Essentially, Bag of Bones is a ghost story, at least on the surface, and a love story underneath commingling issues of race, identity, sins-of-the-fathers, sacrifice, betrayal, revenge, longing, and finally love – love of spouses and love of children. It’s a complicated mélange of a tale, aspiring to the real life atmosphere that pervades most of King’s work while mixing in an undertow of worlds unseen, subterranean, yet touching our own.
The story starts when Mike Noonan, fairly successful V.C. Andrew’s type novelist, loses his young wife, Jo, to a sudden brain aneurysm. Plagued by loss, Mike suffers writer’s block and nightmares, vivid dreams that call him back to Sara Laughs, his country house beside a sinister lake in the depths of the Maine woods. Finally relenting, Mike returns to this home.

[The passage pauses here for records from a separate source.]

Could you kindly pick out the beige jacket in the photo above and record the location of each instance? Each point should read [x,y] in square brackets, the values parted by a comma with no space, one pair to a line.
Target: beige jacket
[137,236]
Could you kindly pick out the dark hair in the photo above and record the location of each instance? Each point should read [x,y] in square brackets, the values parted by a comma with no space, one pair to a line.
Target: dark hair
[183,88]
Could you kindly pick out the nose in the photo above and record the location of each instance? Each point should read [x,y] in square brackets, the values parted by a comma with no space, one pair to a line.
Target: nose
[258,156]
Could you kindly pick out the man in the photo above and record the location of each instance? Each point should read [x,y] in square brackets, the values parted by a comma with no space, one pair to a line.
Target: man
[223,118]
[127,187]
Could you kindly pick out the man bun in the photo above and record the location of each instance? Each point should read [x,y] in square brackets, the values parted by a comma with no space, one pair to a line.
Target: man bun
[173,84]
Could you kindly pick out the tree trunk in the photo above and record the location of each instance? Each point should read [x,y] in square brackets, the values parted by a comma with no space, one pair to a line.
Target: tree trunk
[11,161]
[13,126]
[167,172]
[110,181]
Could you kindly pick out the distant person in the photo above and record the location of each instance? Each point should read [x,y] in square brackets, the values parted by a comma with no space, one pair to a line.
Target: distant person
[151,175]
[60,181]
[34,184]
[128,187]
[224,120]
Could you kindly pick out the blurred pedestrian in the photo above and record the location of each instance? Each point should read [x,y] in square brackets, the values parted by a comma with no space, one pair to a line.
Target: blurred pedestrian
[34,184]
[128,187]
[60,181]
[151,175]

At first there are many suspicious bumps in the night, but when his writing gets back on track and he meets Mattie, a young widower with a daughter, both of who are disturbed by the malicious Max Devore, Mike becomes enmeshed in some long time business that’s just about to get more complicated and a lot worse before it gets better – if it ever gets better.
The majority of the story is reminiscent of King’s book Insomnia, where more than the first half of the tale is dedicated to characterization and a steadily seeping sense of paranoia that undergirds seemingly normal interactions and events. While Insomnia was a slow ride, after the half-way point all the threads tied together and the story rocketed forward into the supernatural realm where the high stakes were only dwarfed by the level of human anguish and beautiful poignancy. Bag of Bones, despite its movie follow up and new mini-series, plus all the lovely reviewer blurb on Amazon, didn’t have the same pizzazz or ability to pull itself out of a mire of unimportant character building scenes. Sure, we know what Mike feels like when he tries to write, how he talks to his lawyer, even his complexity of feelings for Mattie, yet the small details do not build a sympathetic or even realistic whole. The story remains submerged.

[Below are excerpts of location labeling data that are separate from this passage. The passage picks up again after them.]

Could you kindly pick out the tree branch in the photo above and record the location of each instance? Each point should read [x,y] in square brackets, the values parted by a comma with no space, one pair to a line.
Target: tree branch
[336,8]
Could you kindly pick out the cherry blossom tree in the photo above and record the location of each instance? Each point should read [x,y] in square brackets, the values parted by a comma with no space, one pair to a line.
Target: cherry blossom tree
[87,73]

Delving off into child custody and a strange battle which is seemingly unrelated to the story a deus ex machina turn in the end haphazardly strings together loose ties instead of allowing the narrative to stair step itself from the low to the high. It’s just a confusing mess that really had some grand aspirations – time travel, other worldly forces, the lasting bonds of love (ah, Stephen King, you are quite the romantic, aren’t you?), and the effects of race on a small bigoted community and the woman who refused to give into the rules of her time. The scope is marvelous, even epic, and the qualities of a great novel are certainly there in the social commentary and the complexity of good and evil and the overlapping nature of love. The key here is the phrase almost there, because in Bag of Bones while we may glimpse things beyond the pale, we never actually go over to the other side into that land of great literature. Instead, there is a murky sense of something overwhelming having almost come through, yet turned back, afraid or confused, at the last moment.
Don’t believe me? Let me explain further. Bag of Bones is 752 pages. Seven-hundred-and-fifty-two. That’s right. Let that sink in. And way more than half (closer to two thirds) of the narrative could effectively be deleted without losing focus on the story at all.

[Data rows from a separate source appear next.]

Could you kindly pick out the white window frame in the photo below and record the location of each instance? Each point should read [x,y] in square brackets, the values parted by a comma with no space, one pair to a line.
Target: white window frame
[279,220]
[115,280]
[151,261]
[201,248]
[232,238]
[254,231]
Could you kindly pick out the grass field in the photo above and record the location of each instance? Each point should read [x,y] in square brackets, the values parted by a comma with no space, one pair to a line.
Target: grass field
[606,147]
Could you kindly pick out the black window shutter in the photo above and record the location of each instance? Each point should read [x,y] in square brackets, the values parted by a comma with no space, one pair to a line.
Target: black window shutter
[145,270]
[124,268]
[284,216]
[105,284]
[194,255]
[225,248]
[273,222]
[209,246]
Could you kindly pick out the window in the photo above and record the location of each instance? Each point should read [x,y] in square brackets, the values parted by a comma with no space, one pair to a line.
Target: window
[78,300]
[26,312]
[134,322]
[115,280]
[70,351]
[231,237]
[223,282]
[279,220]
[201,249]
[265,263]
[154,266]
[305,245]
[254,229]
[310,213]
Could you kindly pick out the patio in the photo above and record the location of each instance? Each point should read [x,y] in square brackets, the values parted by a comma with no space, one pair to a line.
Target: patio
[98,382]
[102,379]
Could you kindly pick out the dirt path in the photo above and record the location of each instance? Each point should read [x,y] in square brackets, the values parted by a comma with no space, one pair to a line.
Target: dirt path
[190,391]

The conclusion, where events finally start to culminate, further disappoints. After being in the land of “things go bump in the night” for so long, readers are relieved to see some ghostly action and have a final confrontation – except it’s a false sense of relief. The initial crime that has caused the poltergeist like visitation is gruesome, more horrible than most King novels, and it does give the readers a strong sense of the why behind the generations of actions, yet ultimately the tie between the original event and Mike remains vague. The ghost herself, and her hinted at bonding with some other being, are never fully extrapolated, and the manner of banishing her remains inexplicable and too easy. How can you banish a creature that doesn’t exist, especially using physicality when spirits exist more in the ephemeral? The action speeds up, and there are some thrilling moments, but in the end readers sit back and realize we never did entirely understand just what was happening, how, and why. Bag of Bones isn’t a bad novel by any means, but it’s not the immortal monument to King’s genius that some are claiming. It’s entertaining but forgettable, and certainly superseded by other King novels. The most interesting and captivating premise is mostly for the lone writers in the group who will find King’s talk of creative writing inspiring, sympathetic, edgy, and realistic. As an author I responded; as a reader, not so much.